Of course, I have always preferred the free market as a way of sorting out marketplaces.
No matter how compelling that argument for protection might be, three long years has removed many of its key planks.
Firstly, there has been considerable selling out of independent stores to the majors, including the loss of the Action chain, across the supermarket sector and beyond.
Secondly, the more people speak to me about this issue, the fewer people I find who believe in protecting certain businesses against competition.
Perhaps this is simply my constituency, and maybe the booming economy has put concerns about the domination of the retail sector by a few players out of people's minds.
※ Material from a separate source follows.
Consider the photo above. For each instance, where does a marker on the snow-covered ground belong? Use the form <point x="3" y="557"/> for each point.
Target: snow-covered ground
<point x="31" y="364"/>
Thirdly, the speed with which other seemingly impossible barriers to progress have been broken down – liquor licensing and daylight saving as examples – makes me feel there is a revolutionary air about the state at the moment.
Fourthly, as weak as this argument may be, I feel the referendum was tainted by the way politicians, special interest groups and their behind-the-scenes-mates manipulated the referendum question.
Finally, I am beginning to suspect the people being protected are taking the mickey.
For instance, only 18 months after winning this referendum to save their precious ‘small’ businesses, they have been lobbying parliamentarians to double the maximum staff numbers allowed for Sunday trading from 10 to 20. That’s double, in case you haven’t noticed.
The fact that they have extracted a 30 per cent gain is bad enough, though at least this reflects the reality – for one can be sure that many flout this law and I am doubtful it is policed particularly toughly.
While I have the greatest respect for retailers that do a great job, the truth is the real success stories of WA retail have done so in competitive sectors where they had little protection – other than the tyranny of distance.
Some of our fast food players and hardware giant Bunnings are good examples of competitive players who’ve carved out a national profile, the latter finding WA laws something of a hindrance to its plans to expand its range of wares.
In publishing there’s no such protection.
While in media we have the ridiculous scenario of television giants being kept free of competition for a long-broken promise of local content, the print sectors only protection comes at the big end due to cross-ownership laws.
No-one is running about telling News Corp they can’t publish on a Sunday.
We operate with one large local gorilla and a national giant with a relatively small WA presence.
This pair, WA Newspapers and News Corp, dominate the local print market.
Rather than whinge about it, we relish the challenge this brings – for us to develop a product that enough readers care about to an extent that we can exist.
Why can’t our retailers feel the same?